Der Präparationskurs prägt
Für die Studierenden, sagt er, sei der Präparationskurs prägend – über ihre berufliche Laufbahn hinaus. Mit Blick auf die Möglichkeit, etwa virtuelle Modelle zu verwenden, vermutet auch Medizinethikerin Annette Dufner eine weiter reichende Bedeutung:
"Da kann man schon auch die Frage aufwerfen, ob nicht eine der Funktionen dieses Kurses darin besteht, die Studierenden dazu zu bringen, Teile der Medizingeschichte selbst noch einmal zu durchleben. Und das würde dem Kurs dann den Charakter eines Initiationsritus verleihen, vielleicht zu kurz gegriffen, das als bloße Lehrveranstaltung aufzufassen."
Der Charakter der Grenzüberschreitung bleibt dabei erhalten. Für die Anatomen in Köln und Berlin, Martin Scaal und Martina Plaschke, wird er zum entscheidenden Aspekt, wenn es um die Frage geht, ob sie sich selbst zu einer Körperspende entschließen würden.
Martin Scaal: "Ja, die Frage muss man sich, glaube ich, schon stellen, wenn man damit arbeitet. Aber ich würde das nicht machen. Wenn ich mich jetzt hier in Köln spenden würde, würden mich ja die Kollegen und Mitarbeiter hier erkennen, und das würde ich nicht wollen. Da ist die Anonymität nicht mehr gegeben.
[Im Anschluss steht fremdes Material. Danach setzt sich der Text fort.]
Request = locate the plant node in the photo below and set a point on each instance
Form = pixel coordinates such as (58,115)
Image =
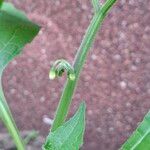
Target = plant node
(59,67)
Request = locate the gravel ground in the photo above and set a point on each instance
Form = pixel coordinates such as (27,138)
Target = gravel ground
(115,82)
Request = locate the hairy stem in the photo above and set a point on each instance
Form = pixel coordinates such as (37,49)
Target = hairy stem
(66,98)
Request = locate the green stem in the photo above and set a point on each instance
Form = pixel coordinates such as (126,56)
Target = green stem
(66,98)
(6,116)
(96,5)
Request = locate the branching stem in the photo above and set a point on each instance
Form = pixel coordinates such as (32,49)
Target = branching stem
(66,98)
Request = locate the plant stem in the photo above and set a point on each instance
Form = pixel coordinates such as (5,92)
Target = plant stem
(66,98)
(96,5)
(6,116)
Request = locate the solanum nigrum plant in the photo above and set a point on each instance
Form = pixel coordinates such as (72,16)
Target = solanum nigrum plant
(15,32)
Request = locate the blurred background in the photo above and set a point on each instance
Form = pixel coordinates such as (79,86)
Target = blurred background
(115,82)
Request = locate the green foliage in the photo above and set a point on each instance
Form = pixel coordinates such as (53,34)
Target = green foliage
(69,136)
(15,31)
(140,139)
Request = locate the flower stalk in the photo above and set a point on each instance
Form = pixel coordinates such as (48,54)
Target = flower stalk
(69,88)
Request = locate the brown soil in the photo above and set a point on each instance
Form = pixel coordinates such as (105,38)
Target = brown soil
(115,82)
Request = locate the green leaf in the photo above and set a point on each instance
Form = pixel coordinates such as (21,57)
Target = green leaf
(69,136)
(15,32)
(140,139)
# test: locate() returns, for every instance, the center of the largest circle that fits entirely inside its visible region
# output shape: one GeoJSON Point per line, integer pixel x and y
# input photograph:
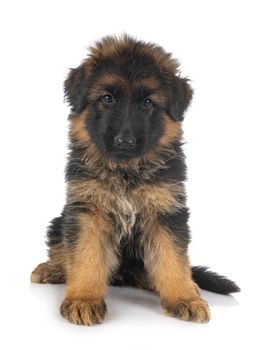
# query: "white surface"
{"type": "Point", "coordinates": [39, 40]}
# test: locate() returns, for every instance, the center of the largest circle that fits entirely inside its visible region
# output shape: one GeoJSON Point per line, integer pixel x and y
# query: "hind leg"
{"type": "Point", "coordinates": [170, 276]}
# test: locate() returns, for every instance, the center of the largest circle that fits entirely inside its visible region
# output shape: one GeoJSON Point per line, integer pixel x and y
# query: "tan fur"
{"type": "Point", "coordinates": [89, 264]}
{"type": "Point", "coordinates": [108, 46]}
{"type": "Point", "coordinates": [172, 131]}
{"type": "Point", "coordinates": [170, 276]}
{"type": "Point", "coordinates": [88, 269]}
{"type": "Point", "coordinates": [52, 271]}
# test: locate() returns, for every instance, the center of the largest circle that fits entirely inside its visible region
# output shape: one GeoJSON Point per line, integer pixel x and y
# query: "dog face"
{"type": "Point", "coordinates": [132, 95]}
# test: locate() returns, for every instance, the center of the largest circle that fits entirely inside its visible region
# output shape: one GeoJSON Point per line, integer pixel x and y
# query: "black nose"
{"type": "Point", "coordinates": [125, 142]}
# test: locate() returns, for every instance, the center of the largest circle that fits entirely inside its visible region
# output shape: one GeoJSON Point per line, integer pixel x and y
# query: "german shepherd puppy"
{"type": "Point", "coordinates": [125, 218]}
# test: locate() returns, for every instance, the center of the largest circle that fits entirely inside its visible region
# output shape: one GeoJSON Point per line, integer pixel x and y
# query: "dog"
{"type": "Point", "coordinates": [125, 221]}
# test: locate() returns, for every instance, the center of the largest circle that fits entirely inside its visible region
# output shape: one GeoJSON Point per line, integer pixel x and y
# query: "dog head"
{"type": "Point", "coordinates": [132, 96]}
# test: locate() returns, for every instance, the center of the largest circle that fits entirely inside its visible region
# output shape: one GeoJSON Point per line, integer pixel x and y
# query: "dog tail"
{"type": "Point", "coordinates": [213, 282]}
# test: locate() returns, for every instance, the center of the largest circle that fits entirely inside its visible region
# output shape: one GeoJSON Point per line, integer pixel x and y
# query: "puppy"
{"type": "Point", "coordinates": [125, 218]}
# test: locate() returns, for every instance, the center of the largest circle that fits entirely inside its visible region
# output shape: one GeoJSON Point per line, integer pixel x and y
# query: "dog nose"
{"type": "Point", "coordinates": [125, 142]}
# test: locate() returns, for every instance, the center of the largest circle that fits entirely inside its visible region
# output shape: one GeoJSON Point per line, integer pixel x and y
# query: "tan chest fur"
{"type": "Point", "coordinates": [125, 204]}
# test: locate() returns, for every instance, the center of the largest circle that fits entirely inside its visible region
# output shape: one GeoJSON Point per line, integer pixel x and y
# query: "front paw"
{"type": "Point", "coordinates": [196, 310]}
{"type": "Point", "coordinates": [83, 311]}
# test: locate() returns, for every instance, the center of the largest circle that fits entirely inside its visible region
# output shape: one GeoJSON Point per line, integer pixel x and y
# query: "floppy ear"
{"type": "Point", "coordinates": [181, 95]}
{"type": "Point", "coordinates": [75, 89]}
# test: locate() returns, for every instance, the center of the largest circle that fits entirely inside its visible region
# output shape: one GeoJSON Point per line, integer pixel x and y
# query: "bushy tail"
{"type": "Point", "coordinates": [213, 282]}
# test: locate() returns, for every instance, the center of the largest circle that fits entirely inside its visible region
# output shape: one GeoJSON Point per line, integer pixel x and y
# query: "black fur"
{"type": "Point", "coordinates": [129, 116]}
{"type": "Point", "coordinates": [212, 281]}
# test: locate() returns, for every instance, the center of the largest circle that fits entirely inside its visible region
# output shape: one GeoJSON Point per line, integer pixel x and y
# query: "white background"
{"type": "Point", "coordinates": [39, 41]}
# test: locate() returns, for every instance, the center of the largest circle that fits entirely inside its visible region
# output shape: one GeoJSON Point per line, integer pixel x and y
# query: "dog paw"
{"type": "Point", "coordinates": [83, 312]}
{"type": "Point", "coordinates": [47, 273]}
{"type": "Point", "coordinates": [196, 310]}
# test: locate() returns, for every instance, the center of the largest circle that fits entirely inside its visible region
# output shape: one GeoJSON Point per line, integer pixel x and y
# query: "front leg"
{"type": "Point", "coordinates": [165, 256]}
{"type": "Point", "coordinates": [91, 259]}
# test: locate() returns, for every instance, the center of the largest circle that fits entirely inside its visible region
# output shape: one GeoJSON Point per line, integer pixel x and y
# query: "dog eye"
{"type": "Point", "coordinates": [107, 99]}
{"type": "Point", "coordinates": [147, 102]}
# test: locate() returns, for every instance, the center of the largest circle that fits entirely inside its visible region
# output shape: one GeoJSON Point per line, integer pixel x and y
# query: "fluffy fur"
{"type": "Point", "coordinates": [125, 218]}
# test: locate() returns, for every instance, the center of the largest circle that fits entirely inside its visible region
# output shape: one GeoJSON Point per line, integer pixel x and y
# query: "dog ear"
{"type": "Point", "coordinates": [181, 96]}
{"type": "Point", "coordinates": [75, 89]}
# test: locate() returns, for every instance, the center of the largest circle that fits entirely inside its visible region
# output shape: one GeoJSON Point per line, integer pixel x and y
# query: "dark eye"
{"type": "Point", "coordinates": [107, 99]}
{"type": "Point", "coordinates": [147, 102]}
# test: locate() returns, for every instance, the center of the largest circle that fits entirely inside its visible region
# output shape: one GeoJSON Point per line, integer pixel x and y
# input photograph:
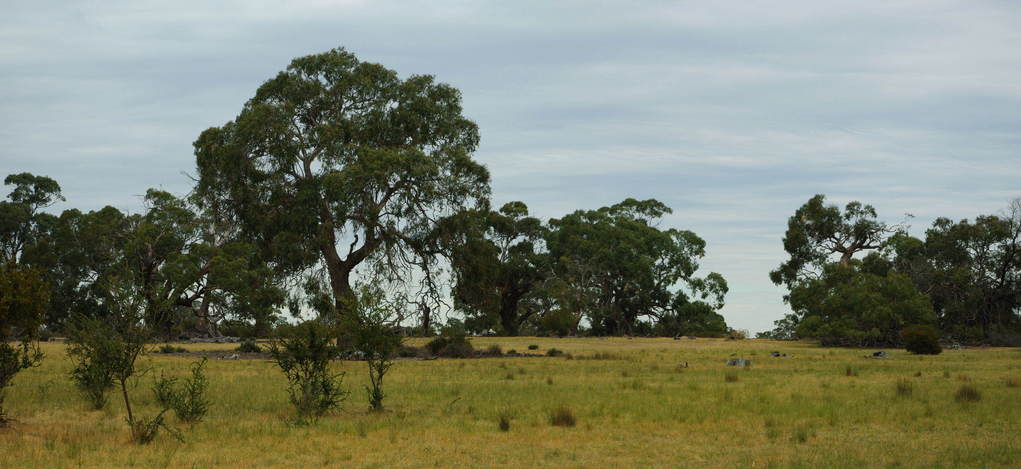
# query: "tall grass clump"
{"type": "Point", "coordinates": [967, 393]}
{"type": "Point", "coordinates": [563, 417]}
{"type": "Point", "coordinates": [905, 388]}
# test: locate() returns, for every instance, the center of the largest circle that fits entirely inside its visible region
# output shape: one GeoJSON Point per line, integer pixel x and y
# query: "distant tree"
{"type": "Point", "coordinates": [835, 297]}
{"type": "Point", "coordinates": [75, 253]}
{"type": "Point", "coordinates": [192, 270]}
{"type": "Point", "coordinates": [497, 261]}
{"type": "Point", "coordinates": [860, 303]}
{"type": "Point", "coordinates": [22, 310]}
{"type": "Point", "coordinates": [336, 162]}
{"type": "Point", "coordinates": [373, 333]}
{"type": "Point", "coordinates": [20, 216]}
{"type": "Point", "coordinates": [921, 339]}
{"type": "Point", "coordinates": [817, 233]}
{"type": "Point", "coordinates": [618, 266]}
{"type": "Point", "coordinates": [972, 272]}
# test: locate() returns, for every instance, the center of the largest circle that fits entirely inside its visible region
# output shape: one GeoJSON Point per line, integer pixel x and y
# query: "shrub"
{"type": "Point", "coordinates": [23, 296]}
{"type": "Point", "coordinates": [737, 334]}
{"type": "Point", "coordinates": [921, 339]}
{"type": "Point", "coordinates": [93, 346]}
{"type": "Point", "coordinates": [967, 393]}
{"type": "Point", "coordinates": [375, 339]}
{"type": "Point", "coordinates": [563, 417]}
{"type": "Point", "coordinates": [248, 346]}
{"type": "Point", "coordinates": [189, 403]}
{"type": "Point", "coordinates": [452, 347]}
{"type": "Point", "coordinates": [167, 348]}
{"type": "Point", "coordinates": [144, 430]}
{"type": "Point", "coordinates": [303, 355]}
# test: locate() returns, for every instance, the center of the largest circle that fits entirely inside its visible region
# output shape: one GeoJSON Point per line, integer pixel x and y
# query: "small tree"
{"type": "Point", "coordinates": [22, 309]}
{"type": "Point", "coordinates": [372, 333]}
{"type": "Point", "coordinates": [189, 401]}
{"type": "Point", "coordinates": [303, 354]}
{"type": "Point", "coordinates": [128, 341]}
{"type": "Point", "coordinates": [92, 345]}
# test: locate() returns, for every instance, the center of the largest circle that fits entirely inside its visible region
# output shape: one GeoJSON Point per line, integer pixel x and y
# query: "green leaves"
{"type": "Point", "coordinates": [618, 266]}
{"type": "Point", "coordinates": [335, 162]}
Und es ist natürlich auch an anderen Instituten so, dass mich da zumindest die professoralen Kollegen da erkennen würden. Und das wäre für mich ein zu großer Eingriff in die Intimsphäre."
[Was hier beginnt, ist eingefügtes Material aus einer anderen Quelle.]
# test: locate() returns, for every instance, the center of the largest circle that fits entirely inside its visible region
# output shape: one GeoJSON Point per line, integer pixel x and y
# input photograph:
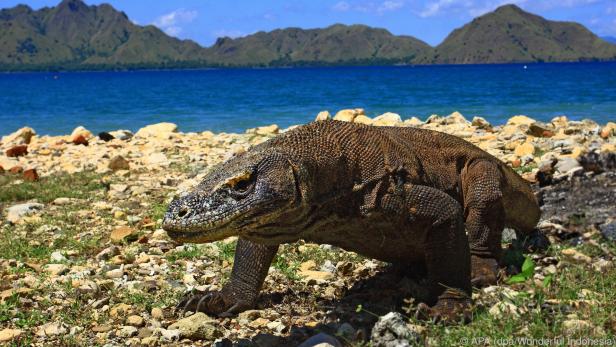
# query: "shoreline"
{"type": "Point", "coordinates": [522, 142]}
{"type": "Point", "coordinates": [316, 66]}
{"type": "Point", "coordinates": [84, 260]}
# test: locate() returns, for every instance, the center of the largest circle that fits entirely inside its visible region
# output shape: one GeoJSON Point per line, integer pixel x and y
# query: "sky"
{"type": "Point", "coordinates": [429, 20]}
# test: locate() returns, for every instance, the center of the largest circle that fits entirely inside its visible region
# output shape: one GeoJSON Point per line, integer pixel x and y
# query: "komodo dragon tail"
{"type": "Point", "coordinates": [521, 208]}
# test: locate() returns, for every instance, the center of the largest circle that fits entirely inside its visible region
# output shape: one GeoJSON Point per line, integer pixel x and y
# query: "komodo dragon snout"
{"type": "Point", "coordinates": [245, 197]}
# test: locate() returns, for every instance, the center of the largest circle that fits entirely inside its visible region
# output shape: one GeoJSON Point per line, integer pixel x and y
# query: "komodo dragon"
{"type": "Point", "coordinates": [401, 195]}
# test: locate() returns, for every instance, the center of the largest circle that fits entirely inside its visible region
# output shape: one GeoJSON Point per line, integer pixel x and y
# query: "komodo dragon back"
{"type": "Point", "coordinates": [521, 208]}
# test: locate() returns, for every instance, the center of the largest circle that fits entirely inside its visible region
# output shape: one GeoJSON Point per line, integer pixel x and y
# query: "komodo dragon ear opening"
{"type": "Point", "coordinates": [241, 182]}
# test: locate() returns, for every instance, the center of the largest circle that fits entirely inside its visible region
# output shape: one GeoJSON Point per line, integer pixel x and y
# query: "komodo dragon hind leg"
{"type": "Point", "coordinates": [251, 262]}
{"type": "Point", "coordinates": [485, 220]}
{"type": "Point", "coordinates": [446, 253]}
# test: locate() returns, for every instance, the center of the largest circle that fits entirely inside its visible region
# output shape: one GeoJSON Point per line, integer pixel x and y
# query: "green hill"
{"type": "Point", "coordinates": [74, 35]}
{"type": "Point", "coordinates": [510, 35]}
{"type": "Point", "coordinates": [337, 44]}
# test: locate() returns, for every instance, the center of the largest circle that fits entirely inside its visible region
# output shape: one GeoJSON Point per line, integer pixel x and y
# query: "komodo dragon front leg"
{"type": "Point", "coordinates": [250, 266]}
{"type": "Point", "coordinates": [446, 251]}
{"type": "Point", "coordinates": [485, 219]}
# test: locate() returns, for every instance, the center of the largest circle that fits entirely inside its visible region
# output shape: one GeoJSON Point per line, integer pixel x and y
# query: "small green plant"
{"type": "Point", "coordinates": [528, 269]}
{"type": "Point", "coordinates": [190, 251]}
{"type": "Point", "coordinates": [288, 268]}
{"type": "Point", "coordinates": [78, 186]}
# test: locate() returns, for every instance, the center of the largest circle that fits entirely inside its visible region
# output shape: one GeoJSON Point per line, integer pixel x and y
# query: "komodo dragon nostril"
{"type": "Point", "coordinates": [183, 212]}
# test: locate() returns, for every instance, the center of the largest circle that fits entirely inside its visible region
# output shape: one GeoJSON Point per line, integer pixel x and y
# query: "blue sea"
{"type": "Point", "coordinates": [232, 100]}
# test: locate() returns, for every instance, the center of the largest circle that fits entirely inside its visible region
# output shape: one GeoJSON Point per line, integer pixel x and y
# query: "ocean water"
{"type": "Point", "coordinates": [236, 99]}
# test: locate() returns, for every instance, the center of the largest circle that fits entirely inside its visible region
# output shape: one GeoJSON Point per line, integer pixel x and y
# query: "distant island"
{"type": "Point", "coordinates": [75, 36]}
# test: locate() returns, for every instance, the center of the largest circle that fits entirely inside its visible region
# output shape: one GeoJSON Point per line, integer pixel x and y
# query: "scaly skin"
{"type": "Point", "coordinates": [400, 195]}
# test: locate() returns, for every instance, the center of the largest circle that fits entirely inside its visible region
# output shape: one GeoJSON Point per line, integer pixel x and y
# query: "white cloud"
{"type": "Point", "coordinates": [434, 8]}
{"type": "Point", "coordinates": [475, 8]}
{"type": "Point", "coordinates": [369, 6]}
{"type": "Point", "coordinates": [171, 22]}
{"type": "Point", "coordinates": [390, 6]}
{"type": "Point", "coordinates": [228, 33]}
{"type": "Point", "coordinates": [341, 6]}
Martina Plaschke: "Ich schließe es für mich aus. Ich war auch nie im Zweifel, mach ich‘s oder mach ich‘s nicht, sondern eigentlich war ich immer dagegen, dass ich das selbst mache. Wahrscheinlich, weil man da auch zu sehr damit befasst ist und das nicht so gerne möchte, dass man dann hier auch im Präpariersaal liegt. Ich will vor allen Dingen auch nicht feuerbestattet werden. Ich möchte eine Sargbeisetzung, und das geht bei Körperspendern nicht."